My God my bright abyss
into which all my longing
will not go once more I come to the edge of all I
know
and believing nothing believe in this:

He closes the book with the same four lines, with one exception: the colon after “this” becomes a period.

Thus he captures the paradoxical journey of faith he is on, at “the edge of all I know,” looking forward. Then, at the end, “believing nothing believe in this,” a sure but tentative faith.

In a preface, Wiman says he “wanted to write a book that might help someone who is at once as confused and certain about the source of life and consciousness as I am.”

Wiman’s language about faith is refreshing because it does not employ the usual insider phrases. He often contrasts faith and belief, noting that “faith in God is, in the deepest sense, faith in life—which means that even the staunchest life of faith is a life of great change.”

Belief, on the other hand, is more intellectual and superficial. “How astonishing it is,” he writes, “the fierceness with which we cling to beliefs that have made us miserable, or beliefs that prove to be so obviously inadequate when extreme suffering—or great joy—comes.”

Another theme under the rubric of paradox is the commingling of God’s presence and absence. Wiman writes: “If grace woke me to God’s presence in the world and in my heart, it also woke me to his absence. I never truly felt the pain of unbelief until I began to believe.”

In 2005, Wiman learned that he had an incurable cancer of the blood, which he calls “as rare as it is unpredictable, ‘smoldering’ in some people for decades, turning others to quick tender.” He wrote this book in sections over a period of years. Some parts are written during the early stages of cancer treatment, when he faced a more immediate chance of dying. He describes this with incisive feeling: “It is qualitatively different when death leans over to sniff you, when massive unmetaphorical pain goes crawling through your bones, when fear … ices your spine.”
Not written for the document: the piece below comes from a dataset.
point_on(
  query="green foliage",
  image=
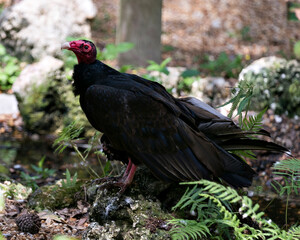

One of Wiman’s recurring themes is the affinity of poetry and faith. He points to the importance of imagination in experiencing God: “Human imagination is not simply our means of reaching out to God but God’s means of manifesting himself to us.”

He says he is a Christian because of Jesus’ cry on the cross, “My God, my God, why hast thou forsaken me?” Christ’s suffering, he writes, “shatters the iron walls around individual human suffering,” and “Christ’s compassion makes extreme human compassion—to the point of death, even—possible.” And he is a Christian, he writes, “because I can feel God only through physical existence, can feel his love only in the love of other people.”

Wiman writes of his experiences of this love through his wife and his twin daughters, who have helped carry him through seven years of cancer.

In the end, he concludes that at the heart of faith is “acceptance of all the gifts that God, even in the midst of death, grants us.”

My Bright Abyss demands but also rewards careful reading and reflecting.

Gordon Houser is associate editor of The Mennonite.